One of my students, Mark doesn’t.
Mark runs a successful business helping professional association leaders grow revenues and memberships. These professionals are volunteer Board members who feel passionately about their work and give back to their industry by donating time. He literally takes over daily, mundane operations of small associations so leaders can focus on leading their associations. He allows them to outsource the boring and tedious parts of running a professional trade association.
Like most small business owners Mark prospects new customers. Unlike most of us, he does it effectively. Really effectively.
Going in Cold
Mark prospects using LinkedIn as a research tool … locating his targets and qualifying them. Sometimes he starts with LinkedIn, providing he’s connected with the prospect. Other times he goes in cold with email.
His subject line in this example was simple and effective: Succession plan?
Mark’s approach is deadly simple and effective. He wisely focuses on topics customers usually don’t consider enough … or at all. In this case, “what will happen when the Board President retires?” The question often results in prospects reflecting on it … realizing there is (currently) no succession plan.

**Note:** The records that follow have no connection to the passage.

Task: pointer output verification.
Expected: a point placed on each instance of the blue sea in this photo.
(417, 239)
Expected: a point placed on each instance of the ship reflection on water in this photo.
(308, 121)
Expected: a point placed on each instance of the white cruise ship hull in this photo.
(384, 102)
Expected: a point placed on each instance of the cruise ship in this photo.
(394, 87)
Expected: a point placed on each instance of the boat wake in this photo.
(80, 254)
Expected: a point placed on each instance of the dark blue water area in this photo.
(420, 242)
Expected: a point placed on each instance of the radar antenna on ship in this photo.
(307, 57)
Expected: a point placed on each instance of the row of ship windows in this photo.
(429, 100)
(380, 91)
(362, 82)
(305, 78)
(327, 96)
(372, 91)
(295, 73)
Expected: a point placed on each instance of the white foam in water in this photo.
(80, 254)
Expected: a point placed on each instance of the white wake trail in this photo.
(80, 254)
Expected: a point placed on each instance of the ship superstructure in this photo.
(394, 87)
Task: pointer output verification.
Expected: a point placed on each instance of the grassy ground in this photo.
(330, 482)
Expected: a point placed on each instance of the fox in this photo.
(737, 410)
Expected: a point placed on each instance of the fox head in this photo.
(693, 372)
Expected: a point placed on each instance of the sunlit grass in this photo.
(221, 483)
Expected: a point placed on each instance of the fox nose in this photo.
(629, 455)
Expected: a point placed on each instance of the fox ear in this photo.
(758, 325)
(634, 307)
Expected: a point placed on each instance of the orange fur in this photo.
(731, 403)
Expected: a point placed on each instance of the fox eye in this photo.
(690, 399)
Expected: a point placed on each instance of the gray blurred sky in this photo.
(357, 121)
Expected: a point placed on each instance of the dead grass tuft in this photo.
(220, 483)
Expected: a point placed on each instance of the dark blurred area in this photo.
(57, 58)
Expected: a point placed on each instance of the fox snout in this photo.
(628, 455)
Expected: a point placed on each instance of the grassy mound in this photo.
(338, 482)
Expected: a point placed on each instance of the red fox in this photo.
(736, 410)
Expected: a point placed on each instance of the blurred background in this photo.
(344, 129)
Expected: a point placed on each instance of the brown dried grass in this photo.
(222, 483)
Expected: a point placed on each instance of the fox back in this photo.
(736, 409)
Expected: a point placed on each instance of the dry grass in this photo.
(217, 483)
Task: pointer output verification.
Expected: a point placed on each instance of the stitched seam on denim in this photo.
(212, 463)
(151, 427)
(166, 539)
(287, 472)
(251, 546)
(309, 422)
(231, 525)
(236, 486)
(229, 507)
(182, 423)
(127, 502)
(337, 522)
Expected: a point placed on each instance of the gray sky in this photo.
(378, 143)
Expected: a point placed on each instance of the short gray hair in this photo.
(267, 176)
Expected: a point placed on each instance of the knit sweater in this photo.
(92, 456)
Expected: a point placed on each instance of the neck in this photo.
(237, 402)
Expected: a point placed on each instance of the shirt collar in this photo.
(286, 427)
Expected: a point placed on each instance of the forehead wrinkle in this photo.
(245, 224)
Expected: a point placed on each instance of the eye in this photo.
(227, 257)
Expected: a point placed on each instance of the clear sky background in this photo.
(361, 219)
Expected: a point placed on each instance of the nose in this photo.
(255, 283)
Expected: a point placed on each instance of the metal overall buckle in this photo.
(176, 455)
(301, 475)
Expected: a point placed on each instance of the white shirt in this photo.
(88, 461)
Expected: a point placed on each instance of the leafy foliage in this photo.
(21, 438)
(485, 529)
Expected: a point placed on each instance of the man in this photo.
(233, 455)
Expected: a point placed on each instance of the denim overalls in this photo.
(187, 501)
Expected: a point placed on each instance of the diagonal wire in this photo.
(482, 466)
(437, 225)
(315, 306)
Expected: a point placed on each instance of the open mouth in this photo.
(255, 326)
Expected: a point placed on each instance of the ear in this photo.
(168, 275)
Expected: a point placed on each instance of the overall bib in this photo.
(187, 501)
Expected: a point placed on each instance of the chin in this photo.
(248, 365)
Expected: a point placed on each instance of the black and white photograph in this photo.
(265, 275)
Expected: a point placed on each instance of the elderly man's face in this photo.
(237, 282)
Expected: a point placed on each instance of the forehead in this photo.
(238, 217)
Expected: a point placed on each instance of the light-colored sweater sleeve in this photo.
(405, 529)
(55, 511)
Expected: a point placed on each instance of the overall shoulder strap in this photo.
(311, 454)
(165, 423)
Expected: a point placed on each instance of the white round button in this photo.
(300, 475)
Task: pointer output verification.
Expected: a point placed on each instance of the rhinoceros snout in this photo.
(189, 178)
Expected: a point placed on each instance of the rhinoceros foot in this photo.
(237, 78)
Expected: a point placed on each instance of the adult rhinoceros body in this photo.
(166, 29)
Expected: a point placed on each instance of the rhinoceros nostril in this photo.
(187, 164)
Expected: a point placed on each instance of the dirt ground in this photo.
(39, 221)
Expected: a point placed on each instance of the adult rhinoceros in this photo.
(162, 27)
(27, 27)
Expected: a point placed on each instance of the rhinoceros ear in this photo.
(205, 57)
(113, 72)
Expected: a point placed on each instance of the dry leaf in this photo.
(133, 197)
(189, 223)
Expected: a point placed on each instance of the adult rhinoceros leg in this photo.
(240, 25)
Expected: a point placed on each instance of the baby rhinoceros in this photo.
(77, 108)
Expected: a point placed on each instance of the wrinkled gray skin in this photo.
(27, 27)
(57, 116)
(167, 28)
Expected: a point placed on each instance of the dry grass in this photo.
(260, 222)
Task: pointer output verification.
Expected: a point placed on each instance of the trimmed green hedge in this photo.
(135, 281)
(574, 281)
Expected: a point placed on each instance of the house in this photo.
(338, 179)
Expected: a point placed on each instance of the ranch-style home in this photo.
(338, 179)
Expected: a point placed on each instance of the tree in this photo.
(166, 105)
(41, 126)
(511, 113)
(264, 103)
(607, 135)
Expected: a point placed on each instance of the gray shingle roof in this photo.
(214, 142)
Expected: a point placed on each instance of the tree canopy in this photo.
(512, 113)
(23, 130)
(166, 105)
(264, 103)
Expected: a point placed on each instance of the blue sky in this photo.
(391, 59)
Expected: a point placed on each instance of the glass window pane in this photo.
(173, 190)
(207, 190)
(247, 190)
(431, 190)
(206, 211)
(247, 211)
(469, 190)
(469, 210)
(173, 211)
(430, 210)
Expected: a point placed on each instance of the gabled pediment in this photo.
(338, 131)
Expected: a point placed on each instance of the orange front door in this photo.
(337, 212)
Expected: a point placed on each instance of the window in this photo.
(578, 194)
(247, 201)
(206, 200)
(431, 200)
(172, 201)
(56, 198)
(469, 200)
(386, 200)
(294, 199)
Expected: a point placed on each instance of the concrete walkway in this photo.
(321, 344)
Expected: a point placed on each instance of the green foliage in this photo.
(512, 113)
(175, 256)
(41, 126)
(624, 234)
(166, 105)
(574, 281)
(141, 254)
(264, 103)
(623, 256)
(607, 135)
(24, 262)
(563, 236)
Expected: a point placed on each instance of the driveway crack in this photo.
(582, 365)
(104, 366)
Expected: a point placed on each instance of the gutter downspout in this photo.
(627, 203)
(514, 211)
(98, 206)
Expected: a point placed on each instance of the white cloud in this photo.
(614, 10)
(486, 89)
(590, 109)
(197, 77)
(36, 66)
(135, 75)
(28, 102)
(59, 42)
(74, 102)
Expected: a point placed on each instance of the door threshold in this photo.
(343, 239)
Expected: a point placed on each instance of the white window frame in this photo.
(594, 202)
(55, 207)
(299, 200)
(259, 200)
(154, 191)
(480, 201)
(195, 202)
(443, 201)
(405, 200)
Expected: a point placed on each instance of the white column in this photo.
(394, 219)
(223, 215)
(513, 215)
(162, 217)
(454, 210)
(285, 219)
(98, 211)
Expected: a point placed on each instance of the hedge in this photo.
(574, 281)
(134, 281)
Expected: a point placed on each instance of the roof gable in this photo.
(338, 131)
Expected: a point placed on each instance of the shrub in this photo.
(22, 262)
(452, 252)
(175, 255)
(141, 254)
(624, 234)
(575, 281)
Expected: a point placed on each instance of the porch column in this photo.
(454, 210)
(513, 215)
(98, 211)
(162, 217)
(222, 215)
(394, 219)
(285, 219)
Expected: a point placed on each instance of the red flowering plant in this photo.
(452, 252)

This often provokes replies and starts discussions for Mark.
Mark makes sure his email messages:
- Are read in 15 seconds or less
- Prove (in sentence one) he’s researched his target
- Provoke response using a non-biased, facilitative question
He quickly points out facts that prove he understands his target’s situation. For example, “Hi, Steve. Noticing how Sally Jones has more than 37 years of diligent service in her career.”

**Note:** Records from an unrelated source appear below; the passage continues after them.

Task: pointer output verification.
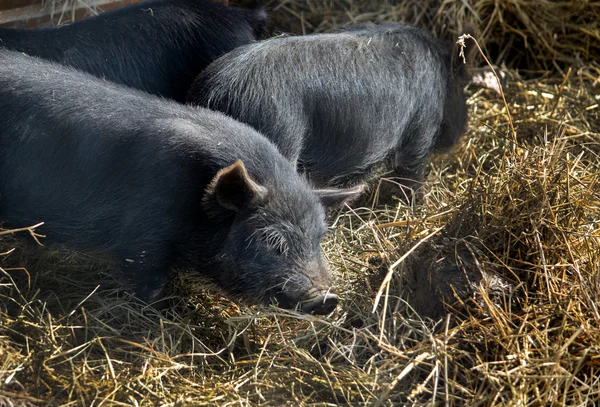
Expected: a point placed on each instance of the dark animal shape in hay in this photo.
(158, 46)
(155, 183)
(339, 105)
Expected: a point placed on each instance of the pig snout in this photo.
(307, 298)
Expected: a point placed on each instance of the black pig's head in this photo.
(270, 251)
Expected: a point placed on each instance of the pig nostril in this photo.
(322, 304)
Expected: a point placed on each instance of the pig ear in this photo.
(334, 197)
(233, 189)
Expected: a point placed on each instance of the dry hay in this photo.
(508, 232)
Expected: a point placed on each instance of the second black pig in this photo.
(154, 183)
(339, 105)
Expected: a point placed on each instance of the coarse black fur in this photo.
(158, 46)
(154, 183)
(338, 105)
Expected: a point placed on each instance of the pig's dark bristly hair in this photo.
(340, 104)
(112, 169)
(158, 46)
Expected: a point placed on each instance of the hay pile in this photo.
(508, 232)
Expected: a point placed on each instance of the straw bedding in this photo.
(484, 293)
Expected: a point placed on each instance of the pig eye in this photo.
(273, 239)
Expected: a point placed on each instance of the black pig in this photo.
(154, 183)
(158, 46)
(338, 105)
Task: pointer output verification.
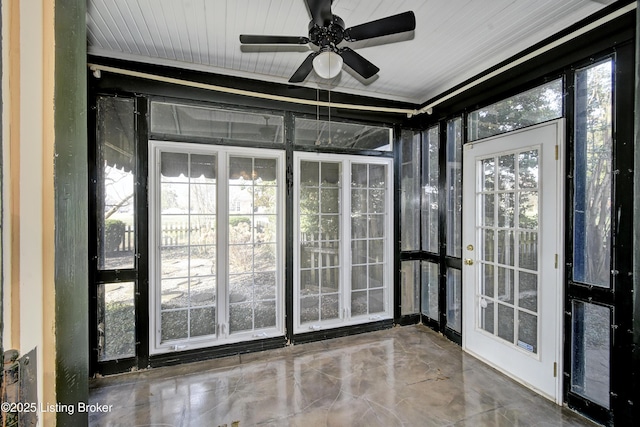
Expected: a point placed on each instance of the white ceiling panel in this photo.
(454, 40)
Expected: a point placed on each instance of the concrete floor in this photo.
(405, 376)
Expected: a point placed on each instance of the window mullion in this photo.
(345, 249)
(222, 243)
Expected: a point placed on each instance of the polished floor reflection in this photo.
(405, 376)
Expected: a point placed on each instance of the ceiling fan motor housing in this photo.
(328, 35)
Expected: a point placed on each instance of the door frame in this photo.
(559, 243)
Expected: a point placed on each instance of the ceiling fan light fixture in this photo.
(327, 64)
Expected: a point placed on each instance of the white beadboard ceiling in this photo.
(454, 40)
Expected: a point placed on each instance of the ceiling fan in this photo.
(327, 31)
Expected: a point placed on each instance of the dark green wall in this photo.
(71, 211)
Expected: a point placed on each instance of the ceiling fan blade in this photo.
(260, 39)
(303, 71)
(320, 11)
(360, 65)
(382, 27)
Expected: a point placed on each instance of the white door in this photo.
(512, 250)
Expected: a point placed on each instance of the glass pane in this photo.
(410, 192)
(528, 169)
(528, 209)
(430, 289)
(330, 307)
(489, 210)
(528, 291)
(506, 250)
(344, 135)
(528, 331)
(592, 175)
(506, 172)
(309, 309)
(240, 316)
(410, 287)
(488, 280)
(202, 321)
(116, 180)
(505, 322)
(359, 303)
(376, 301)
(319, 241)
(487, 315)
(174, 325)
(454, 188)
(253, 236)
(528, 250)
(430, 187)
(454, 299)
(506, 206)
(528, 108)
(116, 321)
(506, 285)
(488, 245)
(591, 349)
(223, 125)
(488, 174)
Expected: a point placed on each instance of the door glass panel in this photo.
(368, 247)
(487, 315)
(506, 172)
(410, 191)
(528, 250)
(591, 347)
(508, 291)
(505, 322)
(528, 291)
(430, 185)
(187, 249)
(116, 179)
(454, 299)
(252, 189)
(430, 286)
(488, 280)
(506, 204)
(593, 179)
(319, 243)
(454, 188)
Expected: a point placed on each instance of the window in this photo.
(534, 106)
(216, 245)
(215, 123)
(430, 289)
(116, 162)
(590, 355)
(430, 185)
(410, 191)
(343, 222)
(593, 179)
(321, 133)
(454, 188)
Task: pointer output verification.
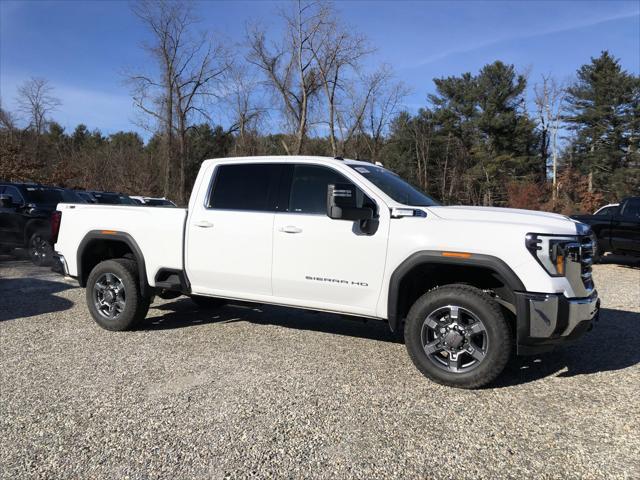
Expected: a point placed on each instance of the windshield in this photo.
(394, 186)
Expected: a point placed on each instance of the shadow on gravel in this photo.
(183, 313)
(27, 297)
(611, 345)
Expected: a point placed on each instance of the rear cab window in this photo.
(246, 187)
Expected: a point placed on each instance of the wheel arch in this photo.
(428, 269)
(100, 245)
(34, 225)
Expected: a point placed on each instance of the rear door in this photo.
(229, 235)
(625, 227)
(323, 263)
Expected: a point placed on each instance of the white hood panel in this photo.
(543, 222)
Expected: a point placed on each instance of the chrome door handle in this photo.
(203, 224)
(290, 229)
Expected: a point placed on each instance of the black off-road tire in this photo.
(40, 249)
(136, 305)
(496, 328)
(207, 303)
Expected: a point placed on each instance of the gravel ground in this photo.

Next, he asks how his prospect will move forward when Sally approaches retirement. He follows by asking if the prospect has a strategy in place. And, if not “What would cause you to consider discussing one?”
Not “would you consider having one?” A yes/no question is not ideal here as it is biased to what Mark wants: A discussion. Instead, “what would cause you to consider discussing one?” is a more neutral, un-biased question. This helps prospects focus on their own decision-making process, not feel vulnerable to answering your question with a “yes” or “no.” It also encourages them to provide you with valuable information in the reply.
When the Cold Email Rejection Comes
Mark’s first touch (cold) email didn’t generate a response. But his follow-up did. His target, Colin, replied: “We already have a plan in place.”
Mark immediately wrote his trusted email coach (that’s me) with, “How the heck do I respond to this??? My gut tells me to write ‘Care to elaborate?’ But, I probably need to write a little more to lighten this guy’s likely knee jerk reaction of saying ‘no.'”
As a habit, Mark rarely gives up. Like many of my students he pays close attention to word choice in responses that come back negative.
For example, a prospect may push back with “this will probably be too disruptive for us to consider.” Use of the word probably often signals a soft spot. There is a perception of too much disruption … it is relatively uncertain for the prospect. Remove the word probably and the sentence takes on a more final or definite tone. “This will be too disruptive for consideration.”
In many cases every word counts. Words contain clues.
How to Respond
Accept the cold email rejection. Embrace it. After all, rejection frees you to pursue chasing more yeses.
Most of all, study the rejection; word for word, consider it for a moment. Within rejections most of my students find gold. But only if you take the emotion out. Remove your disappointment and expectation.
In Mark’s case:
- The prospect is not saying no to a discussion, he’s saying he has “a plan in place.”
- Mark got him! The prospect did reply initially. If he wasn’t open to hearing from Mark again would he have replied? (at all)
- The cold email and follow-up worked: It was provocative enough for Colin to quickly understand — and reply to. It was easy for him to do so.
- The prospect should expect Mark might reply given his response.
Thus, Mark should reply, but carefully and casually. Without sounding needy or disappointed. This part is key. Mark’s reply should remain neutral and embrace Colin’s cold email rejection.
Mark replied: “Thanks Colin. Sorry if asking was pushy. May I ask what your plan is? If you choose to not share, it’s ok. I ask to understand, not push you.”
Affirming your prospect’s right to choose is a psychological trigger.
This tactic indirectly says to your target: “I am not threatening your right to say no. I’m at peace with your power over me.”
It’s the one really easy persuasion technique everyone should know: Affirming your prospect’s right to choose. Supported by 42 studies on 22,000 people it’s practical, can be applied in almost any situation and works consistently.
Remember: The more you need the meeting, discussion or sale the more your prospect feels it … and the more you will be rejected. Simply because your words telegraph “I’m wanting it very badly.”
How do you respond to cold email rejection? Do you politely accept that rejection yet probe a little deeper … as a habit? Selectively?